Desempleo tecnológico
En el año 1996, el ruso Gary Kaspárov quedó sorprendido al contemplar cómo un anodino ordenador era capaz de derrotar a todo un flamante campeón del mundo de ajedrez. Hasta entonces, parecía que las máquinas solo podían sustituir al hombre en trabajos rutinarios o poco cualificados. Este triste desenlace ya no sorprendería al noruego Magnus Carlsen, vigente campeón del mundo, ya que sabe que si juega con la máquina, ¡perderá! Pero puede dormir tranquilo, porque el campeonato de ajedrez es un mundo blindado frente a las amenazas de las máquinas. Eso sí, para entrenarse y perfeccionar su juego, Magnus encuentra en su ordenador al mejor aliado.
Pero la situación es distinta para el ciudadano de a pie, ese que habita en un mundo en que las máquinas y las personas andan mucho más revueltas, ese que ahora también experimenta en propia carne los efectos de esta crisis (y sobre cuyas causas ya se ha escrito mucho y yo no voy a ahondar). Pero hay un factor que viene a sumarse a esas causas y que conviene contemplar, ese que Keynes en 1930 ya denominaba “desempleo tecnológico”: la pérdida de puestos de trabajo que propicia la introducción de nuevas tecnologías. Después, mercado y trabajo se van recuperando a medida que la economía y la sociedad consiguen reajustarse de nuevo.
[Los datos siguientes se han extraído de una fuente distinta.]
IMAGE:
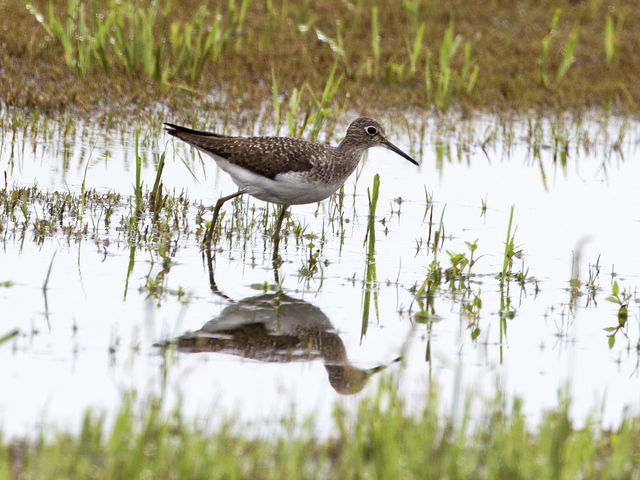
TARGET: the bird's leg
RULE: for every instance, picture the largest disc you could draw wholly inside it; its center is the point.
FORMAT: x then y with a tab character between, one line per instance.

Un ejemplo clásico es la revolución industrial, que al final ha terminado generando muchísimo más empleo del que destruyó.
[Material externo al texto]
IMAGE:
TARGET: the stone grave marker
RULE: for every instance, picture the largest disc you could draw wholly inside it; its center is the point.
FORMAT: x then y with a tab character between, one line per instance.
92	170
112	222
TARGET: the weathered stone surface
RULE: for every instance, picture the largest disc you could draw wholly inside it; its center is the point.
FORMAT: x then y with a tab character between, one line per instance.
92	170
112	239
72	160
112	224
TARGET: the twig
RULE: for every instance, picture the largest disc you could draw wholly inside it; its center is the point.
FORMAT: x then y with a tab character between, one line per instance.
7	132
Pero lo que inquieta en esta ocasión es que esa tendencia podría no repetirse de la misma manera. Un hecho diferencial radica en que las máquinas, como muy bien saben Kaspárov y Carlsen, ya tienen capacidad para multiplicar y reemplazar nuestra inteligencia en determinadas situaciones, además de poder conectar a todas las personas del planeta. Desde finales de los noventa, el desarrollo exponencial de esta revolución digital es tan intenso (y sin precedentes) que podría tener una analogía con la famosa ley de Moore, en que el número de transistores integrados en un chip se duplica cada dos años. Esto viene a ser lo que afirman Erik Brynjolfsson y Andrew McAfee, profesores del MIT, en su reciente obra The Second Machine Age.
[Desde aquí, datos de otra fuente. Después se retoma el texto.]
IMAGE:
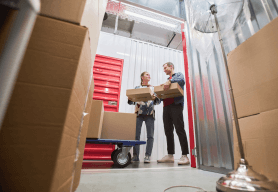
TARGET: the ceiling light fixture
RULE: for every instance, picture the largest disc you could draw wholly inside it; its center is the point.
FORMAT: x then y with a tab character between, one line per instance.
122	54
150	19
Estos cambios pueden pasar inadvertidos cuando se trata de megatendencias, pero sus efectos se superpondrían inefablemente a los de una depresión convencional. En lo que llevamos de esta crisis, ya se han destruido muchos puestos de trabajo y los pocos que se crean son más precarios y peor remunerados. A medida que la economía lentamente se reactiva, este componente de desempleo tecnológico puede pesar más de la cuenta: muchos puestos de trabajo que se destruyeron ya no volverán jamás; serán sustituidos por máquinas más eficientes.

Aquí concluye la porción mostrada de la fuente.